Wombat, a town with a population of 120, settled in 1865, is on the southwest slopes of New South Wales. There are a couple of theories as to how it came by its name.
One is simply that it was named after the furry little marsupial. Another is that after the goldrush, there were so many mounds and holes left by diggers, the area looked as though it had been the home of many wombats. Strangely enough, locals swear there has never been a wombat sighted in the wild.
The little town has a general store/community mail centre, a hall, clubhouse, tennis courts, recreation areas, hotel and school. Despite only having an enrolment of around 30 pupils, they manage to put on plays, the most recent being Shrek 3: The Wombat Disaster. The hotel has New South Wales' longest continuous liquor licence, granted in 1877. The present building, though, wasn't constructed until 1903.
Standing proudly at the entry to town is a sculpture of a wombat measuring around 50cm in height. The lovely story about how it came into being involves an English tourist who enjoyed his visit so much, he donated funds for the sculpture, which was unveiled in 2002. Much work went into achieving a realistic sculpture crafted from locally sourced rock.

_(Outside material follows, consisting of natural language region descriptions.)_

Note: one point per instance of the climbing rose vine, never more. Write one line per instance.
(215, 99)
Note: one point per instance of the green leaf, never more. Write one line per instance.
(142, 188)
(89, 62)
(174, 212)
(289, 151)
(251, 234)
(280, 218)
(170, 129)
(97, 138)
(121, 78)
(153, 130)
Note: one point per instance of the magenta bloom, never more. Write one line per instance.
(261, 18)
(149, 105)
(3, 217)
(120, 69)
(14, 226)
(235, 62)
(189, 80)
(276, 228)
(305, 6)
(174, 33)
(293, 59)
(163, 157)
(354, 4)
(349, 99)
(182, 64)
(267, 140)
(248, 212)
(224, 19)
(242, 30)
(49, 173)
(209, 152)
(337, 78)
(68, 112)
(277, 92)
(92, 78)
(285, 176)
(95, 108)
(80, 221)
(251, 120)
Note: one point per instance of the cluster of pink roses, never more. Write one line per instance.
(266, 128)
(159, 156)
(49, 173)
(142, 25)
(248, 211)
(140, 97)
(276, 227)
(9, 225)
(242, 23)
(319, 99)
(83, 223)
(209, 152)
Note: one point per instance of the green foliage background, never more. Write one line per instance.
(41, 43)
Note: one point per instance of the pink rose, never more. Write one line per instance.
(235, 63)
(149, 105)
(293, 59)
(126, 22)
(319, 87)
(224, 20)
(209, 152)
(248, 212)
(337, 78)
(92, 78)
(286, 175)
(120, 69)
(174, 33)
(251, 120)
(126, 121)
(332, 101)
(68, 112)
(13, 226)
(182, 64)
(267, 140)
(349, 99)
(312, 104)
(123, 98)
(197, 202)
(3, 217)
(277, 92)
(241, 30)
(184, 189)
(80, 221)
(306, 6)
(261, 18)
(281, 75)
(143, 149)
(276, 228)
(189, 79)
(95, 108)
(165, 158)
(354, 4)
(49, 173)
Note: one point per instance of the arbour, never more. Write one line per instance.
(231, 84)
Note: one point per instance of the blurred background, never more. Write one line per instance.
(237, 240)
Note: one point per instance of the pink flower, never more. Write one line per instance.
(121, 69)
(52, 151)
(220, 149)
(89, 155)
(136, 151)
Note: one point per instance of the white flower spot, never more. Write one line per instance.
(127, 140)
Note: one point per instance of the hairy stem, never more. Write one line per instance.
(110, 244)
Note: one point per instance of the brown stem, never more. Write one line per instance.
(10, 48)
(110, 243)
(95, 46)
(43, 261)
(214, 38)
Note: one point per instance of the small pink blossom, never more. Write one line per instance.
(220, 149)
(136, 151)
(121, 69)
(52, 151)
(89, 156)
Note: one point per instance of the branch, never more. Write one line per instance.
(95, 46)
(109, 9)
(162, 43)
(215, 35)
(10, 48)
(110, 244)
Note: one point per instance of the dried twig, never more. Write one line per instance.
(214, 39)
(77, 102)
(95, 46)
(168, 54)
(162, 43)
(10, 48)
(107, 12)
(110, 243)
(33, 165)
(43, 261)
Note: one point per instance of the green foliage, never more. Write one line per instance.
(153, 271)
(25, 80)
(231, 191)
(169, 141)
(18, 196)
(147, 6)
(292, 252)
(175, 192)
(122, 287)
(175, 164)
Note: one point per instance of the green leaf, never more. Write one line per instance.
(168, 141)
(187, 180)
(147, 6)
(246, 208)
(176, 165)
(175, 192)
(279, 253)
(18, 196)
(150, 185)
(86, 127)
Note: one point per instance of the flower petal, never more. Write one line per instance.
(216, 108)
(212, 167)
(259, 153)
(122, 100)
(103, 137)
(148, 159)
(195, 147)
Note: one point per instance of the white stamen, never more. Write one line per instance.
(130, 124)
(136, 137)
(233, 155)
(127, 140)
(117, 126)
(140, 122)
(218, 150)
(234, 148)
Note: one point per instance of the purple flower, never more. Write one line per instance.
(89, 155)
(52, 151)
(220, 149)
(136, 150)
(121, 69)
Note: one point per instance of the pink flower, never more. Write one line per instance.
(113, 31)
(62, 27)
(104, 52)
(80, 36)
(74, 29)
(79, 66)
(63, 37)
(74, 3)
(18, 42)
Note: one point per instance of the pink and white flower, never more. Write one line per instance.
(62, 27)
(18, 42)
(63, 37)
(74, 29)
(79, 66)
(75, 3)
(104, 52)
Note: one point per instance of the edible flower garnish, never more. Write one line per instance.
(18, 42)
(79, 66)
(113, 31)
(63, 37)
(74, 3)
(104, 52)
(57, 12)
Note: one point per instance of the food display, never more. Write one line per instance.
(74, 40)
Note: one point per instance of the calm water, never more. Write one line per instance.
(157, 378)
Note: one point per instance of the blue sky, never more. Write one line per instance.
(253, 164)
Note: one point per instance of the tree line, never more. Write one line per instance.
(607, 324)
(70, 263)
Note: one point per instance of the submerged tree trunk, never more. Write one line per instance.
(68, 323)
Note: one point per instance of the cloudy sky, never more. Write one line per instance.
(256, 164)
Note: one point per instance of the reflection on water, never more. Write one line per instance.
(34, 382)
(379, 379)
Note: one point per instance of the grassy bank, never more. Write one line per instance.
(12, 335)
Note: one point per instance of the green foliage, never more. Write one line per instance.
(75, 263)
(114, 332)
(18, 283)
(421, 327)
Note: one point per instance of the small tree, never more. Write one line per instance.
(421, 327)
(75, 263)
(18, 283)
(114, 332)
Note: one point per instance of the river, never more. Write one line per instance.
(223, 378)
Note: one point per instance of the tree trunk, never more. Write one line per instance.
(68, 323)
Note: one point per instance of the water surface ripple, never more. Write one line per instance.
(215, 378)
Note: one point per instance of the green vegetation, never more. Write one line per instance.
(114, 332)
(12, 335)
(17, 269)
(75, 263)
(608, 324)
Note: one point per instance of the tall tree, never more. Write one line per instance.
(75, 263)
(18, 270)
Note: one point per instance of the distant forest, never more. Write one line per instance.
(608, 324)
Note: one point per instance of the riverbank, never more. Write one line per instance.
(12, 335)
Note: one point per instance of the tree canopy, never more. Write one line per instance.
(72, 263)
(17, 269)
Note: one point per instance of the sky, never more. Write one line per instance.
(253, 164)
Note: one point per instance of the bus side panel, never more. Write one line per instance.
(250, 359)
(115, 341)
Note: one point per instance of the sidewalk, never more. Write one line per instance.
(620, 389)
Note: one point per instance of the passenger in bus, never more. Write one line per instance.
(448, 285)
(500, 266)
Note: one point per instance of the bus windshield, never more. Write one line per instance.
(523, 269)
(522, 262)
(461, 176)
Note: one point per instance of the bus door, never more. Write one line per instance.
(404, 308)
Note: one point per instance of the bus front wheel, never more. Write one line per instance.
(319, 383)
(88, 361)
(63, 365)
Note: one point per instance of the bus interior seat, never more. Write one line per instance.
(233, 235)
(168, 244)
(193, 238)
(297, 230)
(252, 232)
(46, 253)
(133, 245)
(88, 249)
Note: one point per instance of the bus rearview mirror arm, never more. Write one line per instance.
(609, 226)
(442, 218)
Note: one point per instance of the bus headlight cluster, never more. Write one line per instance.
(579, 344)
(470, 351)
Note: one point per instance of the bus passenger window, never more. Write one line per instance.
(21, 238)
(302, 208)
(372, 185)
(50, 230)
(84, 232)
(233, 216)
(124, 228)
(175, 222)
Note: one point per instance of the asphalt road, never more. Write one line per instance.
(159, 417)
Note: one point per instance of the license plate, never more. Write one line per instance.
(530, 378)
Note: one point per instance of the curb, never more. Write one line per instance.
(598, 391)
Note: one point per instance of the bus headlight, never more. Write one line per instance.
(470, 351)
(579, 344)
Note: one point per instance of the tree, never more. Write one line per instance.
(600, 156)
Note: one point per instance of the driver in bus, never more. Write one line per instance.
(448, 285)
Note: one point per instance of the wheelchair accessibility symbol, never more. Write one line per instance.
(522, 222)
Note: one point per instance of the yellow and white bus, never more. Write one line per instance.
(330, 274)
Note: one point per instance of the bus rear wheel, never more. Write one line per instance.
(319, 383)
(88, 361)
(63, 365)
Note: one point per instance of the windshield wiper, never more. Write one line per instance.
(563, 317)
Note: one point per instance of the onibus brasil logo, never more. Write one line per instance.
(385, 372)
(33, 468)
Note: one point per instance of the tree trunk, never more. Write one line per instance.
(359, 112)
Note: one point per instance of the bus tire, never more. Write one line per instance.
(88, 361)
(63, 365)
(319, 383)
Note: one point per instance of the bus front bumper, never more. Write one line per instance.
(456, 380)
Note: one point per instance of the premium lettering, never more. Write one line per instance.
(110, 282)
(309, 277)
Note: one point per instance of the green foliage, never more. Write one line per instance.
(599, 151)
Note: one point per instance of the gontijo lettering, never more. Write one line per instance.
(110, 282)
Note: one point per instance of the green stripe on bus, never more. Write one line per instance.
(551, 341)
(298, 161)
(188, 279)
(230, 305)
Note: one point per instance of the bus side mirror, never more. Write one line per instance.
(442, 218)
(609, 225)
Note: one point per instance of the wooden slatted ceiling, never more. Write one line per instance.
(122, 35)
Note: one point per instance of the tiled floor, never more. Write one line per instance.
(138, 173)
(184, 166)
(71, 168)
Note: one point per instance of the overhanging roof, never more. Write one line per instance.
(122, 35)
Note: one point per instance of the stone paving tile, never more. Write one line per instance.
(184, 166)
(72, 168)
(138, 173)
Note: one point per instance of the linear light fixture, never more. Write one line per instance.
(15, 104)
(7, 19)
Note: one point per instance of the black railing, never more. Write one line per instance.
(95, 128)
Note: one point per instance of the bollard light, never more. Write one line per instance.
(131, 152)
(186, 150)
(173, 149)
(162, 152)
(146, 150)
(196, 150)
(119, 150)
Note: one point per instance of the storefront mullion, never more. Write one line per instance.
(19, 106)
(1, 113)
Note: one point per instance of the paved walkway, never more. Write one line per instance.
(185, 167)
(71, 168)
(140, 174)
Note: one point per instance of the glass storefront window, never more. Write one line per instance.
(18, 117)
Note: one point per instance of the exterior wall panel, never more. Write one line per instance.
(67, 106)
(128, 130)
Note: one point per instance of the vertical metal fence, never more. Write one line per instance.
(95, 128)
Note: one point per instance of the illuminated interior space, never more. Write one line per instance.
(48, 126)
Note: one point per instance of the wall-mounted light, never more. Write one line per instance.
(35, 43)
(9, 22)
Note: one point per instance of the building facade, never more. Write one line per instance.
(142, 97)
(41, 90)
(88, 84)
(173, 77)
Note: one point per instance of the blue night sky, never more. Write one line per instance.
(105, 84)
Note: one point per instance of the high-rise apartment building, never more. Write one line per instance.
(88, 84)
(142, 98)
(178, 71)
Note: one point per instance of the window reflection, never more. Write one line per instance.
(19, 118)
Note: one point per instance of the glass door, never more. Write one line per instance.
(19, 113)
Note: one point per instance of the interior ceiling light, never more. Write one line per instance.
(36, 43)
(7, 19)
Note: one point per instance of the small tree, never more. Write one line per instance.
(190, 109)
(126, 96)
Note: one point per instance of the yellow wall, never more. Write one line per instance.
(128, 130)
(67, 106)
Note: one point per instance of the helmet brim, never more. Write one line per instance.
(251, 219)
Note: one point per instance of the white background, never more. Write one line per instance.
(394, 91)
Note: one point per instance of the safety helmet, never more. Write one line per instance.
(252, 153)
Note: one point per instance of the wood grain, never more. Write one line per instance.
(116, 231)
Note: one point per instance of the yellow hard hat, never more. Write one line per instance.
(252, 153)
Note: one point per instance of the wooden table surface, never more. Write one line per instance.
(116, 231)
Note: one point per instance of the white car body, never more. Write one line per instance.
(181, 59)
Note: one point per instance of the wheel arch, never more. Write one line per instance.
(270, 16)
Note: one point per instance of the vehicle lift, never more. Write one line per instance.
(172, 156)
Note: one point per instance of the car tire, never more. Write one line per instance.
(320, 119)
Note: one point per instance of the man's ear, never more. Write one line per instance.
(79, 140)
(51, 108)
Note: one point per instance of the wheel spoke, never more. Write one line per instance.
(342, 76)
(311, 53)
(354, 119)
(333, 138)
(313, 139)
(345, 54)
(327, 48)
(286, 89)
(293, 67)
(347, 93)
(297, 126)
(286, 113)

Wombat is a place with a great sense of humour. Visitors are always taken with the roadside sign saying 'For Sale: Wombat Bum Nuts'. What they are selling are actually free-range hen eggs from Robert and Helen Thaine's property, Woodhaven, sold on an honour system.
The Old Convent Geranium Nursery has endless varieties and colours of geraniums, including miniatures, variegated, climbing and scented plants. They also sell one-off pieces of pottery created by owner Jill Flynn.
Cherry time attracts visitors to Wombat. There's something about picking your own fruit to take home. As well as cherries, they grow some pretty impressive plums, peaches and other stone fruit. Other crops include wheat and canola and wine growing is becoming increasingly popular.
Wombat Heights is a farm on a hill owned by Kerry and Stephen Eastlake. They make jam, fruit wine and liqueurs from traditional recipes and if visitors are prepared to do-it-themselves, they are rewarded with a delightful array of fresh fruit. Visiting times are from mid-November to the end of January, from dawn to dusk.
The enterprising family has also taken over Wilkies Cottage Restaurant. The iron-roofed building houses the restaurant and a separate bar and is air-conditioned, with a wood heater for cooler months. They use local fruit, vegetables and meat in generous servings of traditional Australian food with a modern slant, some with Italian or French influence. Diners can choose local wine to accompany their meal.
Wombat also has its own 'hubcap man', Norm Patterson. Norm provides a cheaper alternative for restoration or replacement of a lost hubcap. If you've lost it, Norm's got it! He has around 1000 second-hand hubcaps and is open all day, every day.